Cabezas also regularly performs with the Dolce Suono Ensemble in Philadelphia, which has premiered more than 55 chamber works since its founding by flutist Mimi Stillman in 2005. He started playing with the group after graduating from the Curtis Institute of Music, which is based in that city. “It’s another interesting situation where you have a melding of different worlds and different kinds of music,” he said. “Mimi believes a lot in commissioning new music and also believes deeply in the traditional repertoire, so we get to mix that together, which also has been very fun.”
Cabezas spent most of his childhood on the North Shore, graduating from New Trier High School. He was interested in music from a young age, and his parents enrolled him in a Suzuki program, which had a need for cello students, so he started on that instrument. “And I ran with it and, at a certain point, really loved it,” he said.
He took private lessons from Hans Jensen, a professor of cello at Northwestern University, and was a member of the debut class of the Music Institute of Chicago’s now well-established Academy, which competes with such elite programs as the pre-college division of the Juilliard School in New York City and the Colburn School in Los Angeles.
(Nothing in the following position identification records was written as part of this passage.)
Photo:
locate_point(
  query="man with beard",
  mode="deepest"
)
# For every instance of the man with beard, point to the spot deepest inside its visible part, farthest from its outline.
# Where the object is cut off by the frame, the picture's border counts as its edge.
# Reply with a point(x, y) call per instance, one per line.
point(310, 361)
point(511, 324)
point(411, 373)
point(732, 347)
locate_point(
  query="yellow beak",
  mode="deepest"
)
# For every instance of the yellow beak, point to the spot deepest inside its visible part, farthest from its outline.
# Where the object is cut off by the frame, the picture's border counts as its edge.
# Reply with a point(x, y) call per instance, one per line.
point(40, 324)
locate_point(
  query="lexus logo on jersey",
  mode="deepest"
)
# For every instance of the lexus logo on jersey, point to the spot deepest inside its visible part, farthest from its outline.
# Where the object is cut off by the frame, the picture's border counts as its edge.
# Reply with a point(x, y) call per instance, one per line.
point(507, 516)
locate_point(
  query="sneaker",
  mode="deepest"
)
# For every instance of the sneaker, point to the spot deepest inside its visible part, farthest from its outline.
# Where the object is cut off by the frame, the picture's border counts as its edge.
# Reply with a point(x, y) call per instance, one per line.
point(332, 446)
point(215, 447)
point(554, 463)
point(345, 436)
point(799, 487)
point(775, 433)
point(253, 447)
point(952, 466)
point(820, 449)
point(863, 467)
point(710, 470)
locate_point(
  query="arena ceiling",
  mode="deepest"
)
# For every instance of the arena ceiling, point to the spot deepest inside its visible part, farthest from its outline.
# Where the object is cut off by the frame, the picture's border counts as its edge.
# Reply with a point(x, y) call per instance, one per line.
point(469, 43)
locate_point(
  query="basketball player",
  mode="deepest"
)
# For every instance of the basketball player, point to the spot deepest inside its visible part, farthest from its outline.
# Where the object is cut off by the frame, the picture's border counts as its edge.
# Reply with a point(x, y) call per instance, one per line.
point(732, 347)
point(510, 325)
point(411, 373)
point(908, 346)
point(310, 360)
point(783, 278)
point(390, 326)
Cabezas won first place twice in the Sphinx Competition: 2006 in the junior division and 2012 in the senior division. The annual contest is organized by the Sphinx Organization, a Detroit-based group that promotes the participation of people of color in classical music. He has gone on to work with the group’s community engagement and education programs. In 2016, he won the Sphinx Medal of Excellence, a career grant for up-and-coming artists.
In June 2021, Cabezas released the album “Lost Coast,” which features music for solo cello that Gabriella Smith wrote with him in mind. He and Smith met at Curtis and were roommates during their last year of school and were later roommates in New York as well. “We have been good friends going on 12 years, so we’ve also talked about music together and thought about music together,” he said.
Inspired by Smith’s reflections on climate change, the album began as notes for a work for cello and orchestra. While assembling her compositions, Smith creates what Cabezas called “vocal mock-ups,” little recordings of her singing sections from the work, which he said can be as affecting as the final versions with the instruments that were meant to perform them. For “Lost Coast,” the two decided to record the piece with Smith singing the wind parts and Cabezas doing all the strings, and they sampled kitchen equipment for the percussion. The album was named one of NPR Music’s “26 Favorite Albums of 2021 (So Far),” and the New York Times declared it a “Classical Album to Hear Right Now.”
Smith has gone on to finish the cello concerto, adding elements that the two created for the recording, sort of art influencing art. The Los Angeles Philharmonic will debut the completed work in May 2023, with Gustavo Dudamel conducting and Cabezas as soloist.
As reviews of “Lost Coast” album have indicated, the premiere of the orchestral version promises to be an event. The Great Northern podcast declares: “ ‘Lost Coast’ sees Cabezas’ virtuosic cello playing layered acoustically with Smith’s arresting vocals to create an addictive and unexpected palette, deployed with Smith’s trademark compositional ingenuity.”
Gabriel Cabezas definitely has arrived.